Dürrenmatt als Zeichner und Maler – Ein bildnerisches Werk zwischen Mythos und Wissenschaft

Artikel, 23.12.2021

Der Schriftsteller Friedrich Dürrenmatt (1921–1990) hat ein umfangreiches bildnerisches Werk hinterlassen. Anlässlich seines 100. Geburtstages hat das Centre Dürrenmatt Neuchâtel (Schweiz) unserer Botschaft eine Ausstellung mit Reproduktionen von seinen Bildern und Zeichnungen zur Verfügung gestellt. Die Ausstellung zeigt eine repräsentative Auswahl der grafischen und zeichnerischen Arbeiten des Autors. 

Unser Konzept beruht auf der Ausstellung «Dürrenmatt als Zeichner und Maler – Ein Bildwerk zwischen Mythos und Wissenschaft», die von der Stiftung Schloss Spiez (Schweiz) in Zusammenarbeit mit dem Centre Dürrenmatt Neuchâtel erarbeitet und vom 4. Juli bis zum 25. Oktober 2020 im Schloss Spiez gezeigt wurde. Die Schweizerische Botschaft in Russland hat die Anpassung für russische Zuschauer vorbereitet. 2021 hat die Ausstellung in 3 russischen Regionen getourt:

 

1. Novosibirsk, Staatliche öffentliche wissenschaftlich-technische Bibliothek 

23.08. – 20.09.

Vom 23. August bis zum 20. September 2021 wurde die Ausstellung in der Hauptstadt Sibiriens, in Novosibirsk, gezeigt. Ausstellungsort war die Staatliche Wissenschaftliche und Technische Bibliothek der Sibirischen Abteilung der Russischen Akademie der Wissenschaften. Zur Eröffnung hielt der stellvertretende Missionschef Tobias Privitelli eine Rede zu Kultur und Nation in der Schweiz. Er sprach über den die kulturelle Vielfalt in der Schweiz, deren Geschichte und über das Schweizer Kulturverständnis. Gemäss Rückmeldung der Bibliothek, fand die Ausstellung viel positiven Anklang. Während der vierwöchigen Ausstellungsdauer habe man über 1200 Besucher/innen verzeichnet, insbesondere Deutschlehrkräfte, Studierende und Schüler/innen.
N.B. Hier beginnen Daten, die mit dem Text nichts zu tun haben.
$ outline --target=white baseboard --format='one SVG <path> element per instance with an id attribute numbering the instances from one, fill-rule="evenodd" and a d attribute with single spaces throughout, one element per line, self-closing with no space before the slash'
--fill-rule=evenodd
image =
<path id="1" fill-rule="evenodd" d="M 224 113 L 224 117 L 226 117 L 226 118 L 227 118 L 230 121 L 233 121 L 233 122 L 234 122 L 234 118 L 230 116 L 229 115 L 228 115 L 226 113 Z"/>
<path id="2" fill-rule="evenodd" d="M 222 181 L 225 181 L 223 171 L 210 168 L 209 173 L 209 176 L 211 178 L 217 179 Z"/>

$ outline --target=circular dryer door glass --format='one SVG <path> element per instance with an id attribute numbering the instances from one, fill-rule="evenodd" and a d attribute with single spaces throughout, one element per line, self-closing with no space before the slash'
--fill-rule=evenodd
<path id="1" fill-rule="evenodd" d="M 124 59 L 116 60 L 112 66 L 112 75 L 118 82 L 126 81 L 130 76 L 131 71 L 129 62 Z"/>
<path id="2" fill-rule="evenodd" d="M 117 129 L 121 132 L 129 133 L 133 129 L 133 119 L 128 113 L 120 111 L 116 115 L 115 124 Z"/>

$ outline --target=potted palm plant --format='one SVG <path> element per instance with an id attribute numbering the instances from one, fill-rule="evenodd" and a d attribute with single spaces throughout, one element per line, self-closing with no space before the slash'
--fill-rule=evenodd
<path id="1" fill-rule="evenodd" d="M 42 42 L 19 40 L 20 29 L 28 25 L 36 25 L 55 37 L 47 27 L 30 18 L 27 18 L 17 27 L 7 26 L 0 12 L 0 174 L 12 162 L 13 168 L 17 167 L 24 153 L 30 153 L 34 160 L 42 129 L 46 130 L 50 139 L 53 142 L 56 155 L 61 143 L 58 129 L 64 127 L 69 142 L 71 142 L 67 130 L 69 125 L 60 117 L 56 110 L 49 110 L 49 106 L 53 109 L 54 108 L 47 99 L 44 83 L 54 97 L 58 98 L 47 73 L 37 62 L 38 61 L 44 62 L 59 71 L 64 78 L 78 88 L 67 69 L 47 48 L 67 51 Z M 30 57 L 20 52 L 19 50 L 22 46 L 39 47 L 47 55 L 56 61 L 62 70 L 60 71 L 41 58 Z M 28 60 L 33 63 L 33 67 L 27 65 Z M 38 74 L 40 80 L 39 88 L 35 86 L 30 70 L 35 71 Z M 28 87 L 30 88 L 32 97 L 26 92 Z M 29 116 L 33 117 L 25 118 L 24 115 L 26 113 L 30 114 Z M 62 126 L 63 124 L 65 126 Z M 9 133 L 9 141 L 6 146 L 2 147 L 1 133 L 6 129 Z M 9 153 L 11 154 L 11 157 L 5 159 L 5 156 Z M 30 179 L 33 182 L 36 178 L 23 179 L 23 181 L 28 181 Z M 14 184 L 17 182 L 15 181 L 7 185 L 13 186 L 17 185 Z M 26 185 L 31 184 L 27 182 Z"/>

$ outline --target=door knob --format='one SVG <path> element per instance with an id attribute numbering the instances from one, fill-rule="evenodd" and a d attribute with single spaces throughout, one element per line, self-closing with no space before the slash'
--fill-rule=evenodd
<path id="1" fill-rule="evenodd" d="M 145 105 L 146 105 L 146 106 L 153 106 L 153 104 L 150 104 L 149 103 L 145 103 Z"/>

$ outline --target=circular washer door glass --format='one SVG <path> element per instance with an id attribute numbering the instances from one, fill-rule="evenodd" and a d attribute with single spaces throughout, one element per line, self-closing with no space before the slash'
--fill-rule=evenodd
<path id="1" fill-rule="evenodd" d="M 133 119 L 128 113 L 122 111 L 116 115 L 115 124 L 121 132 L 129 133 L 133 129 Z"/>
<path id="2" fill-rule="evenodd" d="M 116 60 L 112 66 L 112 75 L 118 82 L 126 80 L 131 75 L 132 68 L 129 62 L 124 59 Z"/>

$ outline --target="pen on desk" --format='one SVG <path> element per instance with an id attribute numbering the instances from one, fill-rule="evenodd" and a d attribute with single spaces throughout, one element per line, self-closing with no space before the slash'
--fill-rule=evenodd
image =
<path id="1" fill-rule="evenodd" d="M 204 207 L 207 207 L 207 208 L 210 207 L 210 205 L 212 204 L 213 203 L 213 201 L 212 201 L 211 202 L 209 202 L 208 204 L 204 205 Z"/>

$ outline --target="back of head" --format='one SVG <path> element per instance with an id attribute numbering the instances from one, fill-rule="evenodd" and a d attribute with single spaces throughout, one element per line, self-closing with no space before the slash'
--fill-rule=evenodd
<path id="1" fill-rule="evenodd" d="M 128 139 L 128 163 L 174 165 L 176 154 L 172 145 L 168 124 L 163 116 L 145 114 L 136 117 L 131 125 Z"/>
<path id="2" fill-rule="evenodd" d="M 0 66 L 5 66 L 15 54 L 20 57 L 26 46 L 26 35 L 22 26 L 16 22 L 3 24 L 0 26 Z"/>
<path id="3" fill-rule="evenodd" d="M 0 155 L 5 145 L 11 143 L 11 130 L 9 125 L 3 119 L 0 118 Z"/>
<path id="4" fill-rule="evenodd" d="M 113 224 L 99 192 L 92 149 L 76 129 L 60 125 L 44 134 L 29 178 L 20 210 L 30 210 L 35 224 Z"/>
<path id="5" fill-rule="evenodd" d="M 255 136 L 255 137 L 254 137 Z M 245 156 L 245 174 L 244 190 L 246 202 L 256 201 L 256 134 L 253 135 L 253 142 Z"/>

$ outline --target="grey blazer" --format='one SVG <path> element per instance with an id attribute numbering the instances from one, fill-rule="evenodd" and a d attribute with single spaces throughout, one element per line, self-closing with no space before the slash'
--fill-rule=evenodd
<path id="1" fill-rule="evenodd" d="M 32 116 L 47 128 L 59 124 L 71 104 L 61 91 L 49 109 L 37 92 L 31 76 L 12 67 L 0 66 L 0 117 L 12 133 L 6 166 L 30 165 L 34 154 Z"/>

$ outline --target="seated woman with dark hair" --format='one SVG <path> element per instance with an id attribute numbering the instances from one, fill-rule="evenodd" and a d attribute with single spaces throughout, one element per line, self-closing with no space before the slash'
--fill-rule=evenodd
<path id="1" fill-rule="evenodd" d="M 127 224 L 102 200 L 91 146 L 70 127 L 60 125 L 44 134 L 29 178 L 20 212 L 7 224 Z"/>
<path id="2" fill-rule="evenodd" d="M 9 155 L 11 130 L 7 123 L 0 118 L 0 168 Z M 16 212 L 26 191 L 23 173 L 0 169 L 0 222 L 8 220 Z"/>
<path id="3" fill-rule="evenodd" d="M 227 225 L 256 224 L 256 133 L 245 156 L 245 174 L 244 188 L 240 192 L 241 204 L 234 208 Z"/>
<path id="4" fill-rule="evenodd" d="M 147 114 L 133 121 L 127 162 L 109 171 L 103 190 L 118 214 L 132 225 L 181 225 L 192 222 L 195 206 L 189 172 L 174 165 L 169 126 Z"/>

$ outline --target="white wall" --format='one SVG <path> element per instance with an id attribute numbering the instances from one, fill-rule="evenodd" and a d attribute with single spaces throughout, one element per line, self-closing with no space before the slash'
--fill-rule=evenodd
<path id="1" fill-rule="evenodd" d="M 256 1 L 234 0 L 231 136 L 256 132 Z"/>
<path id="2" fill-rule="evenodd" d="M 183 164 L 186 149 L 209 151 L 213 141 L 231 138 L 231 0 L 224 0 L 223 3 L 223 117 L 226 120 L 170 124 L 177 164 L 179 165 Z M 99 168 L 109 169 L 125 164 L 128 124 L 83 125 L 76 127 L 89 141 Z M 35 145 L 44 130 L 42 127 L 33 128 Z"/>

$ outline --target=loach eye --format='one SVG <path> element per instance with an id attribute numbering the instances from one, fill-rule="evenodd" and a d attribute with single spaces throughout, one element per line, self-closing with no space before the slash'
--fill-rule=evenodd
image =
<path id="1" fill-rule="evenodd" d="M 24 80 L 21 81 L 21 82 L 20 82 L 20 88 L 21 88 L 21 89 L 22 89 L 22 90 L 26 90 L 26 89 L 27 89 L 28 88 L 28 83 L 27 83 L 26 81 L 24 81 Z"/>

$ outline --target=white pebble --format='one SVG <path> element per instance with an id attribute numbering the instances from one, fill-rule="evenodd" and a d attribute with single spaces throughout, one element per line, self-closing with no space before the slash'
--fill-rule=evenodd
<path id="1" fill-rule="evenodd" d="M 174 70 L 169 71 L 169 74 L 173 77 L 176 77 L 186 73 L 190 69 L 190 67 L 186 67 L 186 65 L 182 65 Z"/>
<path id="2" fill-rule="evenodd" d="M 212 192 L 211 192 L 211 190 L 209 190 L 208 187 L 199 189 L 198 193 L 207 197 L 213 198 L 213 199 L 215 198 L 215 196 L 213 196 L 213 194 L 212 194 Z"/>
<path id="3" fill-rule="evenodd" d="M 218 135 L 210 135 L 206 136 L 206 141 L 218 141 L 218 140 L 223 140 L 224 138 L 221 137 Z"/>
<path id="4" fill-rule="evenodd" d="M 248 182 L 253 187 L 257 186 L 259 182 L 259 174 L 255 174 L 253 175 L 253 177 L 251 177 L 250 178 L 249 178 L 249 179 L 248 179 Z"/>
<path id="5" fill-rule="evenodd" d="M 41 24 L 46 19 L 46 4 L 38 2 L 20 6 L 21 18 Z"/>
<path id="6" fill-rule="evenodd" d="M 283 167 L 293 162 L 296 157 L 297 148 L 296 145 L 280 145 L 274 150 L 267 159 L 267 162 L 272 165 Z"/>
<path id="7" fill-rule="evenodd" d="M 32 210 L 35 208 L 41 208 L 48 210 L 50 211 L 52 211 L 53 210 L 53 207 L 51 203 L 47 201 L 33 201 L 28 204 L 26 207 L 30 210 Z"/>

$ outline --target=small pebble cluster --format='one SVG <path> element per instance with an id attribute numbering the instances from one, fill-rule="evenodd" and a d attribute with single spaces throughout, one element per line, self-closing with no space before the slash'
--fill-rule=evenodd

Die Vortragsveranstaltung mit der Schweizerischen Botschaft führte ausserdem dazu, dass die Leser/innen nach der Möglichkeit regelmässiger Programme fragten, in denen die Kultur und Literatur anderer Länder vorgestellt wird.

 

2. Jekaterinburg, Jelzin Zentrum

29.09. – 24.10.

Im Foyer des Bildungszentrums im 3. Stock des Jelzin-Zentrums wurde die Dürrenmatt-Ausstellung vom 29. September bis zum 24. Oktober im Rahmen von den Schweizer Tagen in Jekaterinburg gezeigt.

Die Botschafterin der Schweiz in Russland Krystyna Marty Lang sagte bei der Eröffnungszeremonie, dass der Schriftsteller und der Künstler selbst sich freuen würden, an dem Tag im Jelzin-Zentrum anwesend zu sein: «Die Ideen des Jelzin-Zentrums sind eng mit dem verbunden, wofür Dürrenmatt berühmt wurde. Seine Werke entstanden während des Kalten Krieges, sind aber heute noch aktueller als früher. Warum? In seinen Romanen und Theaterstücken geht es oft um die Frage, ob man seinen eigenen Staat kritisieren darf. Und natürlich bejaht er diese Frage. Dürrenmatt war selbst ein konsequenter Kritiker der Schweizer Regierung, der keine Tabus und "heiligen Kühe" ausließ, aber auch in politischen Kreisen hoch angesehen war. Der Wert einer intelligenten Kritik ist eines der wichtigsten Merkmale der Arbeit eines Schriftstellers».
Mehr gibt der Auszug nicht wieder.